RÉFLEXIONS. La Bible en cinq ans.

RÉFLEXIONS pour Gn 13:1-18

Il vient un moment où Abraham reste seul, s'étant séparé même de son neveu Lot, avec qui ils avaient longtemps nomadisé ensemble. C'est alors, lorsque cela se produit, que Dieu s'adresse à Abraham, lui rappelant les promesses faites dès Harrân, concernant l'avenir de la terre où Abraham est venu et le destin de ses descendants, qui devront s'en emparer.

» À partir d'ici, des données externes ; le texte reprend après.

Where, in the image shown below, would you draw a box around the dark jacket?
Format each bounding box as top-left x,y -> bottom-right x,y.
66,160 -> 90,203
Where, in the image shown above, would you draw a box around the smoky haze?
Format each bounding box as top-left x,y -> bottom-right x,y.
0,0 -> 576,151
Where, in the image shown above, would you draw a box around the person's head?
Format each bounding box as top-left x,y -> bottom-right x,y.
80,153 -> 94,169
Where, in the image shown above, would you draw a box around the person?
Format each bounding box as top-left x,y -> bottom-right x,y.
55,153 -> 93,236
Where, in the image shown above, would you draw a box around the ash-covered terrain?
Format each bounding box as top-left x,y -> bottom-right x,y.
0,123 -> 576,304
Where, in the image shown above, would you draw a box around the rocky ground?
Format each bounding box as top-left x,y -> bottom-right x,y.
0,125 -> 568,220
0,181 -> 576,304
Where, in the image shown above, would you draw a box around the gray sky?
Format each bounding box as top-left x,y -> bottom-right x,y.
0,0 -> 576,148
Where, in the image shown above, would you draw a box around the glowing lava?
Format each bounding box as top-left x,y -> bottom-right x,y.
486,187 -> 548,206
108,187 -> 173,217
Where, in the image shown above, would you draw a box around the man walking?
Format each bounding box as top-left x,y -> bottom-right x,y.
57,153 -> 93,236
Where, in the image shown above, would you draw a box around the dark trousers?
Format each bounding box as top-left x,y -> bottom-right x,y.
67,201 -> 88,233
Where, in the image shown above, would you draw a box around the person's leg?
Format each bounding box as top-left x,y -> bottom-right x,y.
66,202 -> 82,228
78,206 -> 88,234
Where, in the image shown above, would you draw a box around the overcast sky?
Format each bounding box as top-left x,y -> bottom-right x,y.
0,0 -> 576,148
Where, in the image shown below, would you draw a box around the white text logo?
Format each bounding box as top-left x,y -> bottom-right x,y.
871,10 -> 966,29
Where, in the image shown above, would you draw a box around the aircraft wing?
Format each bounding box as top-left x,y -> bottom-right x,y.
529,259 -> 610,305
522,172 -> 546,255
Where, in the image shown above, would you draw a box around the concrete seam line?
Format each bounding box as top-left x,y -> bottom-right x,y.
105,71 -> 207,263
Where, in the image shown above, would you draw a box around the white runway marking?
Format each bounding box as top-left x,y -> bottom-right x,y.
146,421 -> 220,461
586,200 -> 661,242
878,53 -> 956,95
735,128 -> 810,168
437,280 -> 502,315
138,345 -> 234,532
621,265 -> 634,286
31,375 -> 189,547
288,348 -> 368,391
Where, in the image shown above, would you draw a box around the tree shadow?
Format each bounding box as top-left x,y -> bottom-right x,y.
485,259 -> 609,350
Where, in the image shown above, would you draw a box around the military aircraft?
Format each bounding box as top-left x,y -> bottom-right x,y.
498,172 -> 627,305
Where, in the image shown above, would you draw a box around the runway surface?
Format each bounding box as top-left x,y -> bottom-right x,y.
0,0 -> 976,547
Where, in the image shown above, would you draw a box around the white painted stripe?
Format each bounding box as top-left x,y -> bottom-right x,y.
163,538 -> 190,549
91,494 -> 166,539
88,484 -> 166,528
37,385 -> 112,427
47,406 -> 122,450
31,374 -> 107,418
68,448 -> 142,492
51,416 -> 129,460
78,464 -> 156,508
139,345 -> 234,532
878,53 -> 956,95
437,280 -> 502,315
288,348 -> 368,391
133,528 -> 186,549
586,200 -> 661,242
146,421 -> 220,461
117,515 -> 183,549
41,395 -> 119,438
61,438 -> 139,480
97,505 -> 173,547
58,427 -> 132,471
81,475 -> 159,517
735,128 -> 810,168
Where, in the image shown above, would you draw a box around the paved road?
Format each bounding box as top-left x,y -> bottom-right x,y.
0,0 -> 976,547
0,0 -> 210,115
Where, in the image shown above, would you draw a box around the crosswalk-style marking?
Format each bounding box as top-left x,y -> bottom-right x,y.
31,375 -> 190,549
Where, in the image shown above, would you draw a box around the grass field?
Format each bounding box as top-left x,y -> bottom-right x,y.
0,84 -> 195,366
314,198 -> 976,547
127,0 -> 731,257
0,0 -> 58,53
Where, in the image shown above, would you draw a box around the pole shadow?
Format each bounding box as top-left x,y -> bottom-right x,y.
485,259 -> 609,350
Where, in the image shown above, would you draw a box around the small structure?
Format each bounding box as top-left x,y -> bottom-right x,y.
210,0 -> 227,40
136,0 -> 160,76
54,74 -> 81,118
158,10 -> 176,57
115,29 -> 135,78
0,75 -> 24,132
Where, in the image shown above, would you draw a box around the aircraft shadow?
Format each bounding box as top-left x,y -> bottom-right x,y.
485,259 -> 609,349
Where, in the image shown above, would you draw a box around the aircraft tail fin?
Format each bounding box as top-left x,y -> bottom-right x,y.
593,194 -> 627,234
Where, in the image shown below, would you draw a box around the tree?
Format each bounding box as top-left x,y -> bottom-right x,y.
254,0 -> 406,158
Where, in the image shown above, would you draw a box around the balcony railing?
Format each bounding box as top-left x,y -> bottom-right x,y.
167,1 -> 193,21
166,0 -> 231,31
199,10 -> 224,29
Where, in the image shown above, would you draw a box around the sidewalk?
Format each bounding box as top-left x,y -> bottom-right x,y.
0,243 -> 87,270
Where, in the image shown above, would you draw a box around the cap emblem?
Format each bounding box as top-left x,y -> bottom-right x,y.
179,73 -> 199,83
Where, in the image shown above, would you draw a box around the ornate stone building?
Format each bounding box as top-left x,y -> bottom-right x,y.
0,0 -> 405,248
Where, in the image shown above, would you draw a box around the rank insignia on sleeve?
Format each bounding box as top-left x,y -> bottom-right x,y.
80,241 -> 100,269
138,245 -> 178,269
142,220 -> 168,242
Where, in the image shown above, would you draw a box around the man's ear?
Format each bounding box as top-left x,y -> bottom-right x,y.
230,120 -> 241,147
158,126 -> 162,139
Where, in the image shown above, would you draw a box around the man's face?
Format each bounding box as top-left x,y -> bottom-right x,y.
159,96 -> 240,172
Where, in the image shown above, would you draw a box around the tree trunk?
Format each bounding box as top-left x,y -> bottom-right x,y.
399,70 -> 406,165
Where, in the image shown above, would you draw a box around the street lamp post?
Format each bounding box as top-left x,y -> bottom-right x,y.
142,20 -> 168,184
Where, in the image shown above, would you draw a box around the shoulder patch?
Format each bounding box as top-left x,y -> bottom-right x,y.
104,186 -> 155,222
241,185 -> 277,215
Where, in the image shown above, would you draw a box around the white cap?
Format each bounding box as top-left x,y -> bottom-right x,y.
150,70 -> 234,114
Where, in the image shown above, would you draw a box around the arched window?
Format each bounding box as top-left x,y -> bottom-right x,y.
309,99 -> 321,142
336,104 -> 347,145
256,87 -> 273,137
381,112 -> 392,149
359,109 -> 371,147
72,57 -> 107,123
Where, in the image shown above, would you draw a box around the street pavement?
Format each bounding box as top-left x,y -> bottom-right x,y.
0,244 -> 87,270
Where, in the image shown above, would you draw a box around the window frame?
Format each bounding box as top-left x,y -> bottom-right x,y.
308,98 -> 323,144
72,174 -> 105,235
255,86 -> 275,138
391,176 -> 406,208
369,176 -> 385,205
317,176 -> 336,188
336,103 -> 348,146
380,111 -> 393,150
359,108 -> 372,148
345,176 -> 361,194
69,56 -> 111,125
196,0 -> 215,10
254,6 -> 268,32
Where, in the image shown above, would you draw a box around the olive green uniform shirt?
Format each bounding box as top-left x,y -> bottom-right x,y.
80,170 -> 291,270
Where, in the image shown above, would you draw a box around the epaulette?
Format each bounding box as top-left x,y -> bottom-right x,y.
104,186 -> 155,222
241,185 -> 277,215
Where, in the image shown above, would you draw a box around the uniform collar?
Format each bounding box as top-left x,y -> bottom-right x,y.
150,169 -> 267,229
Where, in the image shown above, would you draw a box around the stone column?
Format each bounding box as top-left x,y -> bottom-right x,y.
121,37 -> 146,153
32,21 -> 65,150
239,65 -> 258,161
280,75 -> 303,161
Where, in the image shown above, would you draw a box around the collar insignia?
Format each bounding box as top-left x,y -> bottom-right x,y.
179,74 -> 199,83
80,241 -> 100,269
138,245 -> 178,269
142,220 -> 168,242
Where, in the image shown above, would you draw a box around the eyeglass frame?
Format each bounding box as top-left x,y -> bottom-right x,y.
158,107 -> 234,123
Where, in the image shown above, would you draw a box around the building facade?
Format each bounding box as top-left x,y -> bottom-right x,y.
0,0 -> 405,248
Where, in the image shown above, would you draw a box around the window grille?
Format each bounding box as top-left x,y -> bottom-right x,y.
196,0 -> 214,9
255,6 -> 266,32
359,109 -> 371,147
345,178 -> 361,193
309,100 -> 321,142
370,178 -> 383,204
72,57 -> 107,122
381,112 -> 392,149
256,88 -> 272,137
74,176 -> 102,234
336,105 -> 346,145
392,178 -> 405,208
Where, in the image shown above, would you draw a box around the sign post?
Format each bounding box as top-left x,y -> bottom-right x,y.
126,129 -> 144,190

Pourquoi pas plus tôt ? Pourquoi pas au temps où Abraham et Lot marchaient encore ensemble ? La réponse peut se trouver dans le choix fait par Lot du lieu de son futur séjour. Abraham, on le remarque aisément, se tient à l'écart des grandes villes ; s'il s'y trouve parfois, ce n'est que lorsqu'il n'a pas d'autre issue, par exemple quand il faut traverser des années de sécheresse et donc de mauvaises récoltes. Alors il n'y a pas d'autre choix, et Abraham cherche refuge dans les villes. Mais en général il s'efforce de rester loin des villes, pour toute une série de raisons, aussi bien politiques que spirituelles. La vie en ville est à certains égards plus simple, mais les tentations y sont plus nombreuses ; il y est relativement facile de s'assimiler, mais Abraham devrait alors renoncer à suivre son Dieu, celui qui l'a appelé, lui Abraham, à le suivre.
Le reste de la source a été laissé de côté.